Warren Returns

With a new magazine to hawk, Rick Warren has broken media silence and given interviews to Larry King and Christianity Today‘s Sarah Pulliam.Students of the great one’s purpose-driven public life have taken note, and noted certain inconsistencies between past and present pronouncements. Both Gilgoff and BaptistPlanet make clear that Warren is now representing himself as […]

With a new magazine to hawk, Rick Warren has broken media silence and given interviews to Larry King and Christianity Today‘s Sarah Pulliam.Students of the great one’s purpose-driven public life have taken note, and noted certain inconsistencies between past and present pronouncements. Both Gilgoff and BaptistPlanet make clear that Warren is now representing himself as softer on gay marriage than he appeared heretofore. To be fair, he was something of a reluctant warrior during the run-up to the Proposition Vote. What’s interesting is that he seems to be letting the zeitgeist blow him along as it listeth–toward the recognition that gay marriage is where America is headed.

Let me just call attention to a couple of Warrenisms. First, when Pulliam asked for his views on the Obama interation of the faith-based initiative, he said:

Those are great goals. My fear is that if all of a sudden you have to
compromise your convictions to be part of the faith base, that will
kill it. People will simply ignore it. Saddleback has never accepted
government money for any PEACE Plan
project because we don’t want the strings attached to it.
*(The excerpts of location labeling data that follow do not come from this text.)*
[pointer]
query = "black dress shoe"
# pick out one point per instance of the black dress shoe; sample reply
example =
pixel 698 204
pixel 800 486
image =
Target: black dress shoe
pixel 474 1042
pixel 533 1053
While the
faith-based initiatives have great promise, if it becomes an issue
where you can’t just hire Christians in a Christian school, that will
effectively kill them.

On the one hand, he is exactly right to make the point that those who see their service missions as religious should steer clear of government funding. On the other, no one has proposed to do away with longstanding rules exempting bona-fide Christian schools from anti-discrimination laws against hiring based on faith. The question is whether you should get the hiring exemption when you’re using government funds to advance a public purpose.


Then there’s this, in response to Larry King’s question about John Meacham’s ARIS-based Newsweek cover story, “The Decline of Christian America.”

KING: OK. Do you think Christianity is slipping in America? That’s the
front cover of “Newsweek,” out today. Quite a loss occurring in the
Christian community. There you see the headline.

WARREN:
Well, I would say it’s the best of times and the worst of times. First
place, I don’t think that all of the questions that are asked in
surveys are always as objective as they could be. For instance, if you
ask people, are you a Protestant — and the number of Protestants has
gone down dramatically in the last 30 years. I don’t even call myself a
Protestant.

So terminologies are changing. I don’t think faith is changing that much.

On the one hand, the ARIS surveys don’t ask people if they’re Protestant. They ask, “What is your religion, if any?” And the fact that the number of “just Protestants” has declined from 17 million to 5 million in two decades is simply a report on what people say. On the other hand, terminologies are changing. And what the ARIS shows is a huge increase in those who call themselves non-denominational Christians and “just Christians”–the Rick Warren people. Not enough, however, to prevent a 10 percentage-point decline in the proportion of Christians in America, with 90 percent of that coming in the non-Catholic portion of the Christian population.